If you are on this article, it is because you are looking for information regarding the difference between selling a property used as a first home and selling a property used as a principal residence.
Well, if arrived at the right place!
Let's start with definitions:
A first home is a property purchased with First Home Benefits. This means that at the time of purchase you possessed all the characteristics to apply for and obtain the "discount" on the registration tax (or vat if you buy from a construction company) that the state grants to holders of these requirements.

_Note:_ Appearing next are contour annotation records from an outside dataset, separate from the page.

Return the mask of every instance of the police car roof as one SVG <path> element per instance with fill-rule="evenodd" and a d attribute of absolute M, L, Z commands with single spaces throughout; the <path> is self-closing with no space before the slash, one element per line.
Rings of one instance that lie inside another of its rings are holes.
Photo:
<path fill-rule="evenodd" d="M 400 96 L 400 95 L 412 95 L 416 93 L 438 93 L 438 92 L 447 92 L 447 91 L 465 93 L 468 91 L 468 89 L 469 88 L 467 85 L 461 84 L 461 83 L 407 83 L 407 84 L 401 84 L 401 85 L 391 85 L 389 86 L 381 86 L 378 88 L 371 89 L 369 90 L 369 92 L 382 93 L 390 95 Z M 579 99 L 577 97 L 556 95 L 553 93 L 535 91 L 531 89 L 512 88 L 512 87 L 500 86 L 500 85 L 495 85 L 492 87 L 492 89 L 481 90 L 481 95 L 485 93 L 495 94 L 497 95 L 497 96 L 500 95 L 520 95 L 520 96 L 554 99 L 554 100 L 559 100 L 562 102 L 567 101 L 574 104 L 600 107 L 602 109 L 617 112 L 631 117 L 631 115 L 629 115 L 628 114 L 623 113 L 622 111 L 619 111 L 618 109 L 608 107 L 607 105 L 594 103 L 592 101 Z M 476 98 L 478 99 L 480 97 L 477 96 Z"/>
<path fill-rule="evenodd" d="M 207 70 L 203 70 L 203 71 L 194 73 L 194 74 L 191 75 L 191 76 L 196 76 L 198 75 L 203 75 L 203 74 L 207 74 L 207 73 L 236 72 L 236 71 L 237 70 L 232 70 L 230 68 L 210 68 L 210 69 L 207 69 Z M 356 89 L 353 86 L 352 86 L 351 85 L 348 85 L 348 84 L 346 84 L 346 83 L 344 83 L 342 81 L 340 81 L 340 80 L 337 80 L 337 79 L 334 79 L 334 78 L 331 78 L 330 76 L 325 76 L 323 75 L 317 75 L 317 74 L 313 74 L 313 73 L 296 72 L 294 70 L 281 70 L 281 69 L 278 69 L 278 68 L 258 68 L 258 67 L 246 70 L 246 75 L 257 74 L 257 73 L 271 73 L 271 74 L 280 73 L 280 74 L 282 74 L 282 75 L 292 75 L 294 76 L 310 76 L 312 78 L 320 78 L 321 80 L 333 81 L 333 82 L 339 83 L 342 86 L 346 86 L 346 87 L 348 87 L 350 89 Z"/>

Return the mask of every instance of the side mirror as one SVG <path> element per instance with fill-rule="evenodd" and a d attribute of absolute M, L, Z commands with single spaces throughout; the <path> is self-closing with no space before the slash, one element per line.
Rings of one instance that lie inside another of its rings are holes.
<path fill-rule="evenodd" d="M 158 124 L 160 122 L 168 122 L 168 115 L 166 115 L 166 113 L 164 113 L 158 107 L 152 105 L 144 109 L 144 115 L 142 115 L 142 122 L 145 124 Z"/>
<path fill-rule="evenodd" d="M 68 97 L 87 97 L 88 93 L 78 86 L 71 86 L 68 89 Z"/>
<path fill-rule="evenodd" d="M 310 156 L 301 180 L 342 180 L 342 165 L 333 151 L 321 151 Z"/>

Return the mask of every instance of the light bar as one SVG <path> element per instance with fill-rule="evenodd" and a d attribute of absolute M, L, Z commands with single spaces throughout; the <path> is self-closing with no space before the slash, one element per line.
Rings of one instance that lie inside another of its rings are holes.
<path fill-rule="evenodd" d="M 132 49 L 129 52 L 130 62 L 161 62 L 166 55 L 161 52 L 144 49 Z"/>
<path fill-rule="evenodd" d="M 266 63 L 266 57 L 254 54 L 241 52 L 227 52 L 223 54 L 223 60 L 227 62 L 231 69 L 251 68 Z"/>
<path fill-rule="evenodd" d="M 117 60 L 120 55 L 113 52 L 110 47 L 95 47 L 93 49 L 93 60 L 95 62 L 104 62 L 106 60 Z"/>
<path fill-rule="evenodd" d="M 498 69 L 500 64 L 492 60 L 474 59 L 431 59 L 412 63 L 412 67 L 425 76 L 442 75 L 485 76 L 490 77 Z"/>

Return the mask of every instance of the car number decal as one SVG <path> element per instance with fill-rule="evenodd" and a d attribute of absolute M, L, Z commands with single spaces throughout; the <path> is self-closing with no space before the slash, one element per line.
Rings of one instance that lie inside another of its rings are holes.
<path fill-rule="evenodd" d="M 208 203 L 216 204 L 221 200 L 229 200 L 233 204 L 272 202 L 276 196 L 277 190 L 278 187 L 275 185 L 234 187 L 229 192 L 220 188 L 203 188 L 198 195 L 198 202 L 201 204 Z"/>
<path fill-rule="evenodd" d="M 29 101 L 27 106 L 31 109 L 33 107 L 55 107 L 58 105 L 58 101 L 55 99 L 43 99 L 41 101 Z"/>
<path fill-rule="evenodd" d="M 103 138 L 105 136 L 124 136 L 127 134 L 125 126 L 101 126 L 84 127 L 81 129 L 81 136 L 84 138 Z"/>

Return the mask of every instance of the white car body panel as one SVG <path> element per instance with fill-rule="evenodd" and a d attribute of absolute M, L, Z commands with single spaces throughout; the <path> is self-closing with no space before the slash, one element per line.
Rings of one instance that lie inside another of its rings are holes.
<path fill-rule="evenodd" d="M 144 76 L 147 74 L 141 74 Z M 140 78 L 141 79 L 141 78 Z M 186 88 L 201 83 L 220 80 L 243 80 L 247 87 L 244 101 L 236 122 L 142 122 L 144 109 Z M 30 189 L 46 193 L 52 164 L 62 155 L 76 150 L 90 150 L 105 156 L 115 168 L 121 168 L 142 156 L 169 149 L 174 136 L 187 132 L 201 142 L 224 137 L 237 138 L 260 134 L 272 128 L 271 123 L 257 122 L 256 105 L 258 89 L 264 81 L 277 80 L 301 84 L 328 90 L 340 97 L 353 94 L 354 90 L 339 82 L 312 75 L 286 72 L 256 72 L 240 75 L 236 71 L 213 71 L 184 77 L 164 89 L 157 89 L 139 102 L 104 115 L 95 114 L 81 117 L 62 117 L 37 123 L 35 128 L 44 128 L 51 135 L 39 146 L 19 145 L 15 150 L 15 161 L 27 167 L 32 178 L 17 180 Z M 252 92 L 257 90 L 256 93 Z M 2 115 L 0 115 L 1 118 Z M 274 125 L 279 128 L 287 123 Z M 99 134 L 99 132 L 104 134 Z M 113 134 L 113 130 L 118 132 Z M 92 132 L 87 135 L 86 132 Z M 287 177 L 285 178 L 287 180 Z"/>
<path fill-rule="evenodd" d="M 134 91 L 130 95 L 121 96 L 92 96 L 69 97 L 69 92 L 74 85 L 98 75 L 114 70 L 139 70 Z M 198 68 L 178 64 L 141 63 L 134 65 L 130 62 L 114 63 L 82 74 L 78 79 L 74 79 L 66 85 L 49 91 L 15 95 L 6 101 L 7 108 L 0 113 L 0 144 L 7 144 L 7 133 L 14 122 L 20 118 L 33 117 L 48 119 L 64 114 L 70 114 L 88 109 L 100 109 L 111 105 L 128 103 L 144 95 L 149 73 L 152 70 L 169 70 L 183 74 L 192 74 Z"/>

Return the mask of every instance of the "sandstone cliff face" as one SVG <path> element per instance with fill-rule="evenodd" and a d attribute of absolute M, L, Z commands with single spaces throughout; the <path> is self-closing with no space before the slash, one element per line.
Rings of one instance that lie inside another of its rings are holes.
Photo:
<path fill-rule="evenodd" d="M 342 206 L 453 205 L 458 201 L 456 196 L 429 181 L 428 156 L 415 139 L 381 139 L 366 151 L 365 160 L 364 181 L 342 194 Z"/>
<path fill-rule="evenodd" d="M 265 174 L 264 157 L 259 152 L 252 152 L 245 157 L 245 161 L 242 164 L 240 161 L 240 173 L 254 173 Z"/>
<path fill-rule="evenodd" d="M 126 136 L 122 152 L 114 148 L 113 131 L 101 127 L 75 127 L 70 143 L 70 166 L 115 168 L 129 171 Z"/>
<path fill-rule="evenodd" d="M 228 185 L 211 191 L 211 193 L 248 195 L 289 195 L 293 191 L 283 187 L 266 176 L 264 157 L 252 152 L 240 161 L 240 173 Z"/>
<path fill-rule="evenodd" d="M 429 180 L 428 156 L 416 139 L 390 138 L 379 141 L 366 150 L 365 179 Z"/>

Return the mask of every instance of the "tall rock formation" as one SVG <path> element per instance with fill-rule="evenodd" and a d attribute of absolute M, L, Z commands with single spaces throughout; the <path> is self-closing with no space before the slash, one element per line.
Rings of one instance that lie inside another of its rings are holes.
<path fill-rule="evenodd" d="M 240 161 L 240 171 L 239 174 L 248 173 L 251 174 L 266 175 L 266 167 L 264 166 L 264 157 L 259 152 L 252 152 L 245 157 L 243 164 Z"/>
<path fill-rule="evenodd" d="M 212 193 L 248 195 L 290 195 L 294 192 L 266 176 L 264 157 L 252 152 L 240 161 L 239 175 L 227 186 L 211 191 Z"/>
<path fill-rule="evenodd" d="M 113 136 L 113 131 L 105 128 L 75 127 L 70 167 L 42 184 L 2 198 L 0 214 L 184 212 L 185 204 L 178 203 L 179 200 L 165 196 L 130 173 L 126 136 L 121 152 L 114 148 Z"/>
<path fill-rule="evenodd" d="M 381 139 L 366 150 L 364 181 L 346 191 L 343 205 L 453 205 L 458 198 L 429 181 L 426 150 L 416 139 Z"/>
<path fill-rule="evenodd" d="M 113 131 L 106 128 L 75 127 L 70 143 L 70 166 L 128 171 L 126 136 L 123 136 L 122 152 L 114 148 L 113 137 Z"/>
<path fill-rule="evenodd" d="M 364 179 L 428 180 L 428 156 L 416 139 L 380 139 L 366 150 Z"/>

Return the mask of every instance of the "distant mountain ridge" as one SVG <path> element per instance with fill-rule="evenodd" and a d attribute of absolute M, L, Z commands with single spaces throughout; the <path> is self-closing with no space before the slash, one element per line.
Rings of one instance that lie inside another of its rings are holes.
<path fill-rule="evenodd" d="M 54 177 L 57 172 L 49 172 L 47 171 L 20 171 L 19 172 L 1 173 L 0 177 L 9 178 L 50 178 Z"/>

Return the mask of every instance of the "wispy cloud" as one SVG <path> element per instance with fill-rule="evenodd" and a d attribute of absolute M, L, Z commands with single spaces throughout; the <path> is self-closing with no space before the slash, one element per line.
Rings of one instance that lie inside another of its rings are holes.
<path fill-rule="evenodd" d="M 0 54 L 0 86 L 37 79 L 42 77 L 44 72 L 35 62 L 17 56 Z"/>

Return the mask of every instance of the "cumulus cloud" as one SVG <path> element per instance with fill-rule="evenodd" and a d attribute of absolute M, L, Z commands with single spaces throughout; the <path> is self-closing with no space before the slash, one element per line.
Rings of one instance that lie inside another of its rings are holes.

On the other hand, the principal dwelling is the property in which you can prove that you (the owner or family members) have lived in it for more than 50 percent of the time for which you have owned it (e.g., a house that I have owned for 24 months and lived in for more than 12 months) to prove this I must have factual evidence of my residence in the house, viz:
- The certificate of residence
- Utility bills headed with proof of consumption
- Telephone contract of a landline with related consumption
- Anything the IRS might require in case of an assessment (place of employment, evidence of travel etc)
The myth to dispel is that a first home is not always a primary residence:
There may be cases where, after making a purchase as a first home, one finds oneself in the condition of having to relocate for work reasons, or second homes where one resides most of the time.

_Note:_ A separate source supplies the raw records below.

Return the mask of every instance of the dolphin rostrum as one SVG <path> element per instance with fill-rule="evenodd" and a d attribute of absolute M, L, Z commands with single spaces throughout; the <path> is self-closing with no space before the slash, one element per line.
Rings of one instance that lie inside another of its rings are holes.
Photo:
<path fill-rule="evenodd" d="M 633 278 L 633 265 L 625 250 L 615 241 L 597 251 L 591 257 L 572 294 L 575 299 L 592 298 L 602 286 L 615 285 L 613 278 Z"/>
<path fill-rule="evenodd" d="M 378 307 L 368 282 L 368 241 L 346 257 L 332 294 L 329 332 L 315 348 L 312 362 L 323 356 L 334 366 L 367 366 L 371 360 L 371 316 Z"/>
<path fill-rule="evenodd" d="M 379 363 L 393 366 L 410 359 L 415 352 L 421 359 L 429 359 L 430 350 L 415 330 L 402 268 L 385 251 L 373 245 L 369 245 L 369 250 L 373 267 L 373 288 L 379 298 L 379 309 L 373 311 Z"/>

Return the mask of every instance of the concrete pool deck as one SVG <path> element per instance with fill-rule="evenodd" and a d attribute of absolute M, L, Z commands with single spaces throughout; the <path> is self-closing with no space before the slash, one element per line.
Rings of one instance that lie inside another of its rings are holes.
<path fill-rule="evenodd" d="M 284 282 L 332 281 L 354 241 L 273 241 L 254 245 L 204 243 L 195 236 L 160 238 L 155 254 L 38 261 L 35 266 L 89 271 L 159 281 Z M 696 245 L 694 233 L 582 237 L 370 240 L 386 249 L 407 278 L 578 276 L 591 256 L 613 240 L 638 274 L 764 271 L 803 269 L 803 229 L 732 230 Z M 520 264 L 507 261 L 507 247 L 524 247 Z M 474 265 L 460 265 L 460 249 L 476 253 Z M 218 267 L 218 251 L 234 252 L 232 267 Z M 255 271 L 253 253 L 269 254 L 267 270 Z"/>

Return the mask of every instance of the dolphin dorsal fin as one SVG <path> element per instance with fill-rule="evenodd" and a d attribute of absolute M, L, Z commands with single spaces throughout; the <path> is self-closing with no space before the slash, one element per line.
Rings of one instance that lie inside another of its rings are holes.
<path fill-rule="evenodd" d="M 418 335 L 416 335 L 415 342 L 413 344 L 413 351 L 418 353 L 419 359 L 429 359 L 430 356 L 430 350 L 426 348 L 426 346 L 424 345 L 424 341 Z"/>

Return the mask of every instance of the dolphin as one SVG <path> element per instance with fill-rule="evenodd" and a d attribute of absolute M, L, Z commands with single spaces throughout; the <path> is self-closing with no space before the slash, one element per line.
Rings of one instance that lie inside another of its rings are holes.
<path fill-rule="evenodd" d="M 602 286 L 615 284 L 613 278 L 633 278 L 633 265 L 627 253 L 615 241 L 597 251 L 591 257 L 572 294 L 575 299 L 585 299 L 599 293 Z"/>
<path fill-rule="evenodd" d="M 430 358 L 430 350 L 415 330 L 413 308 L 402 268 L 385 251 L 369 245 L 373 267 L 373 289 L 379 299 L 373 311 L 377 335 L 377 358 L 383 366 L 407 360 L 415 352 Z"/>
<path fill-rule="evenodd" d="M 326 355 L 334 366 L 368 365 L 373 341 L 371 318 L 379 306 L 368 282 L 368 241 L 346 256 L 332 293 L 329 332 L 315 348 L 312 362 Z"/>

Why is this difference important?
Whether or not a property is a principal residence goes to affect me (and not a little) on the taxes on the capital gain if I resell the property within five years of purchase. In fact, if I resell a house used as a principal residence within the 5 years of purchase even gaining a substantial capital gain, the IRS cannot ask me for taxes on this gain.
Of course, this is not automatic, but must be proven in case of an IRS assessment.... but knowing this difference can save you a lot of money.